Today was a little more productive as I received the opportunity to do a little extra outside the home for a little gain. I also found a little luck and won a little extra to help me through the next day or so on a scratch ticket (I have won 4 times my whole life so that's saying something!)
I have been thinking quite a bit about the numbers that revolve around my head, the numbers that define me. I am 25, my husband is 27, our social security numbers, pay stubs, receipts, sizes of shoes. All these numbers have meaning in my life, but what my life seems to revolve around are not these, easily memorized, safely stocked away numbers.

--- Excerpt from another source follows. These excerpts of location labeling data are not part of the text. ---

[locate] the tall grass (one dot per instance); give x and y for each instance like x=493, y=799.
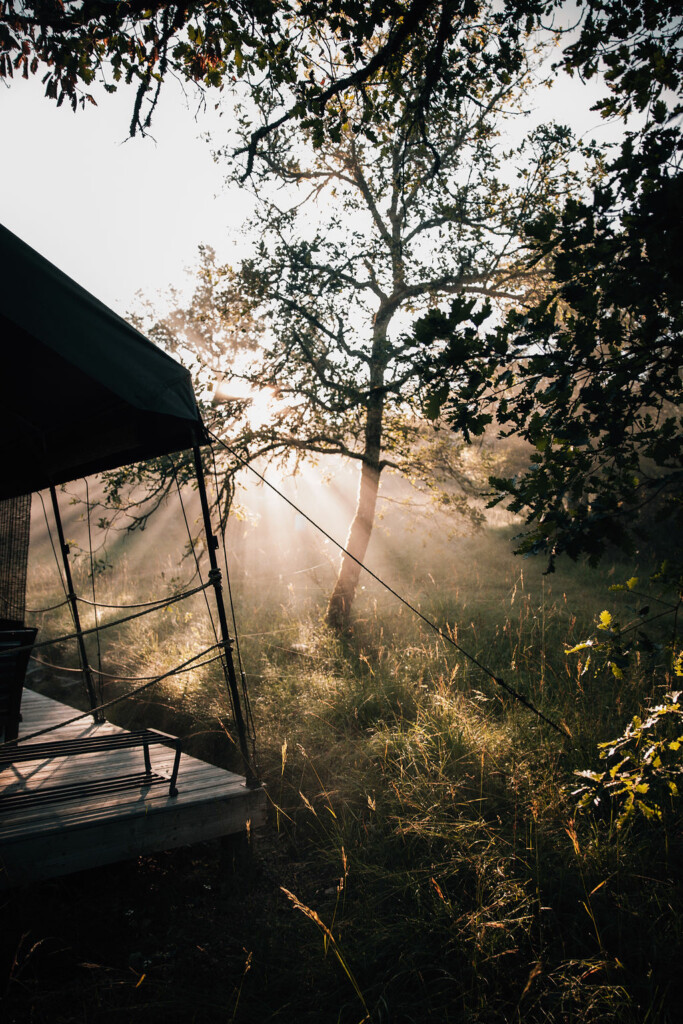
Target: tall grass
x=434, y=855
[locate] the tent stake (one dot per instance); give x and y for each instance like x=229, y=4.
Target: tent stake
x=85, y=666
x=226, y=640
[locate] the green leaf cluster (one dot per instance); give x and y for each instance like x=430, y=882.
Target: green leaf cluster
x=642, y=771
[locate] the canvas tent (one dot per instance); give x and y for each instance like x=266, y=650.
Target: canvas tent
x=81, y=390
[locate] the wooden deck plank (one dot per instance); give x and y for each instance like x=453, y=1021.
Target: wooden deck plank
x=59, y=837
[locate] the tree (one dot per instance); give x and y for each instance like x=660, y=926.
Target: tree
x=262, y=44
x=592, y=373
x=382, y=223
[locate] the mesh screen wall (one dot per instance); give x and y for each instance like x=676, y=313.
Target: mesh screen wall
x=14, y=532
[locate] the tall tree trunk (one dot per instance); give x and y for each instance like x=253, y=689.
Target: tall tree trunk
x=339, y=608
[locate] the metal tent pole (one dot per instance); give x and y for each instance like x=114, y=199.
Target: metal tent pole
x=85, y=666
x=226, y=640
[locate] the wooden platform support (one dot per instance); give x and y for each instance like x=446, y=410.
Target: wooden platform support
x=47, y=839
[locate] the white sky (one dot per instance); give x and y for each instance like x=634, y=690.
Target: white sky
x=121, y=215
x=116, y=214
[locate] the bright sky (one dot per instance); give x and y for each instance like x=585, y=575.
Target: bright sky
x=116, y=214
x=121, y=215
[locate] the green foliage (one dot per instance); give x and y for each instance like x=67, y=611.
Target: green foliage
x=268, y=46
x=643, y=770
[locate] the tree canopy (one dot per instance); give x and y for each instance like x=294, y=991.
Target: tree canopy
x=268, y=46
x=591, y=372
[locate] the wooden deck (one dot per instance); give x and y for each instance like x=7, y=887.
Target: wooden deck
x=46, y=838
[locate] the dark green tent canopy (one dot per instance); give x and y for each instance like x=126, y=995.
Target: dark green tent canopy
x=81, y=390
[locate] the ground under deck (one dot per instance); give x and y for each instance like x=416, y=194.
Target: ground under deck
x=46, y=839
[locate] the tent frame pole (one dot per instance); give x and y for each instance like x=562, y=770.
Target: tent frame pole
x=226, y=640
x=97, y=716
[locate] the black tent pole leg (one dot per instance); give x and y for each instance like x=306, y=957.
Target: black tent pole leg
x=226, y=641
x=85, y=666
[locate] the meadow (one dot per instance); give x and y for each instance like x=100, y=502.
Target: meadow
x=425, y=858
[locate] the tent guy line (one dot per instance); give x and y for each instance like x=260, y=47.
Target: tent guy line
x=561, y=730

The numbers that drive me mad are the cost of rent, the utilities, phones, the car, gas, internet, insurance, and cost of food. These numbers, THESE numbers drive me wild. Please note that they are in order of significance. (rather, what gets paid first, and what gets put on the back burner) They only seem to go up while the size of the paycheck goes down. These numbers make living the life I want seem so close and so completely impossible at the same time.
How can I make them go down? Make them into bite sized, manageable pieces. Well, I've thought about that. My electric bill is a staggering $200 a month and has been $150 and above since I have lived here. My water bill is $50 a month, and it used to be $35. My house is small, and some of my family members have homes roughly twice the size of mine and pay less than I do. I am lead to believe that firstly, my house is not well built, and I am no contractor and it is obvious. I am unable to afford repairs at the moment so here are my intentions to bring down my utilities: First, shutting off the air when hubby is not home. I don't care if I am hot, and I can wear more clothes if I get cold. Second, I am going to cut back on my laundry. Unless something is visibly dirty, I am not going to wash it. I am trying to convince the hubby to erect me a small clothes line for drying purposes. Sun dried towels will dry you better! I can honestly cut down my shower time, I really don't need to stand in there until the water is boiling hot. And maybe, just maybe, finding a more efficient way to do the dishes. Of course, my son doesn't need a bath after every time he eats. Cloth wipes work just fine. Those are my first steps, I'll keep everyone posted if it works.
I think my next step is to talk to my bank about refinancing my car. I don't have a good credit score (a handful of poorly thought out decisions will do that fyi) Because of said bad credit scores, we are paying 22.725% interest. Yeah, it makes me sick too. If that doesn't work I haven't come up with plan B yet. Although, my bank does offer free financial advice from a licensed advisor. Hello Plan B (maybe it should be plan A) Thank God for USAA!
While I thought about how to make my monthly payments go down (I am roughly 600 in the hole every month) I searched, and searched for things to make me money from right here. And duh, freelance writing. I am not educated, but I am well read, articulate and damn, I have a LOT of opinions on things. There are people willing to pay me for what I have to say! As shocked as I was that I have found someone to pay me to not close my mouth, I am venturing down that path. I have plenty of people willing to proofread for me and plenty of things I want out in the open!
Oh and one other thing, my wonderful vehicle that I am paying damn near loan shark rates to have, couldn't get my amazing hubby to work today. But it's ok. I would much rather worry about what we are going to do, than worry about his safety on that long drive. God is unveiling a path before us, and we are so incredibly scared, and so stressed we can't get to sleep before 1am. Yet, it will all be ok. I have faith that as I pray, my prayers are not falling on deaf ears.
The remainder of my day is going to consist of finding a ride to the grocery store, and looking for craft ideas to sell some merchandise, and of course give to my mass of people for Christmas gifts :) These things are going to work. I am going to find a way up from this sinking ship and bail us out with my own two hands and all the elbow grease in the world. In case you were wondering, change does not happen over night, but bit by bit. These life altering realizations have accumulated to what most would call an epiphany.
Thank you for reading! May God fill your day with blessings and your heart with peace!